July 2, 2021



An entire village in British Columbia, Canada was devoured by fire, which ignited shortly after the country’s all-time high temperature record was smashed amid a heatwave in the western part of the country.

The fire reduced the small historic village of Lytton, located about 260km (162 miles) northeast of Vancouver, to little more than smoldering debris, officials said on Thursday, a day after around 1,000 people were told to evacuate.

“The fire has caused extensive damage to the town of #Lytton, BC and surrounding critical infrastructure,” Brad Vis, a member of parliament for Mission-Matsqui-Fraser Canyon, said on Facebook on Thursday. “The town has sustained structural damage and 90% of the village is burned, including the centre of town.”

Two hydro stations, railroads, and highways were hit hard, he added.

There have been reports of injuries and missing people.

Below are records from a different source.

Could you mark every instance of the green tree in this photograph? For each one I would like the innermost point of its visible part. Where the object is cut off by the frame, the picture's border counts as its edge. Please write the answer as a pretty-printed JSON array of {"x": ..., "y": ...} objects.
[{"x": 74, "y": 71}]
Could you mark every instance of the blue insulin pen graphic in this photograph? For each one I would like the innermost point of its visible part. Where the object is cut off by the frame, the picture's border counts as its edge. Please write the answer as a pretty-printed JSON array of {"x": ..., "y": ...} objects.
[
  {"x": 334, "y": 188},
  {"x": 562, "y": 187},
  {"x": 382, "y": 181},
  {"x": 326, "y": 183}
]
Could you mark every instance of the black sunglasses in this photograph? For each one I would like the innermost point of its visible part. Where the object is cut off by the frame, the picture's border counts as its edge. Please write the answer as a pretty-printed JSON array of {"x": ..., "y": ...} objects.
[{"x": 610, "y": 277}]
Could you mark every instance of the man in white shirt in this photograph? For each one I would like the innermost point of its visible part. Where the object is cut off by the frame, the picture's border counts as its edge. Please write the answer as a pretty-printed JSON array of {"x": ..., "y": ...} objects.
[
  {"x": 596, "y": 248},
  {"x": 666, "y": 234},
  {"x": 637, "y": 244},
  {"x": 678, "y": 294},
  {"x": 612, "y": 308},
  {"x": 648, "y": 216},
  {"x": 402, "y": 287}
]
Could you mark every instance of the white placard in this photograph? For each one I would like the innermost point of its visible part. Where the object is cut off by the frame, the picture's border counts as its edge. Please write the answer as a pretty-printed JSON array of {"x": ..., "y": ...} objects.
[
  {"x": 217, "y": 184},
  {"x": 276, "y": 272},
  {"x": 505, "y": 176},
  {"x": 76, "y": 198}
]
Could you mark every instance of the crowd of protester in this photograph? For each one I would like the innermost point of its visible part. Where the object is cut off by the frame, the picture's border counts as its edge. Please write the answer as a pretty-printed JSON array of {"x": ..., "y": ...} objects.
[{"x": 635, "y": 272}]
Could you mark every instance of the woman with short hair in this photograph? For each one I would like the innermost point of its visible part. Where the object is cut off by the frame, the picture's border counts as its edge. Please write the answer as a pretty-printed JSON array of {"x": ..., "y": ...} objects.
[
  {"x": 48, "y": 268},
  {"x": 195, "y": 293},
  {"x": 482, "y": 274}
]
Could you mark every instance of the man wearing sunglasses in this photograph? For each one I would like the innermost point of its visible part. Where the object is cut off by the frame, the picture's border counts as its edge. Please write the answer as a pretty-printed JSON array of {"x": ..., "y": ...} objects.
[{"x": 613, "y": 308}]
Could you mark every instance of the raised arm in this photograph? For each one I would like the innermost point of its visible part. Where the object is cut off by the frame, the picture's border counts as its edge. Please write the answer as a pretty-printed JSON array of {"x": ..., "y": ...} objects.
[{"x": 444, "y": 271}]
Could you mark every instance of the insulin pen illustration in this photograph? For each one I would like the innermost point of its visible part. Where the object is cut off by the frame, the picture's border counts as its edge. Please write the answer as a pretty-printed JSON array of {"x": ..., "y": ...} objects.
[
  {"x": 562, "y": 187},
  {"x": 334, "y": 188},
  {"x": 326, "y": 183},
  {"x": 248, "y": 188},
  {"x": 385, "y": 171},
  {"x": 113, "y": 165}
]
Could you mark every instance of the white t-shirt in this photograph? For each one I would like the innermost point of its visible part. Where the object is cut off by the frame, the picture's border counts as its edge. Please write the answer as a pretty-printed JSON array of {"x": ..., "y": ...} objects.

Police said on Thursday that it was still unsafe to enter the area, noting that the police precinct was destroyed by the fire as well. No deaths from the fire have been reported so far.

Dramatic footage from the village shows flames ripping through the homes and other buildings, as people rushed to flee the city, braving the flames and near-impenetrable smoke.

On Tuesday, Lytton posted Canada’s all-time temperature record – 49.6C (121.28F).

The government of Canada has pledged assistance to rebuild. Prime Minister Justin Trudeau directed Minister of National Defense Harjit Sajjan and Minister of Public Safety and Emergency Preparedness Bill Blair to ensure federal resources will be provided to the province, which has reported a spike in sudden deaths linked to the heatwave.

At least 486 sudden deaths were reported across British Columbia within five days, a 195% surge in such cases. While investigations are still being carried out, authorities have blamed the increase in fatalities on the scorching heat. The heatwave has also plagued the US Northwest. It is believed to be behind the deaths of 63 people in Oregon since Friday.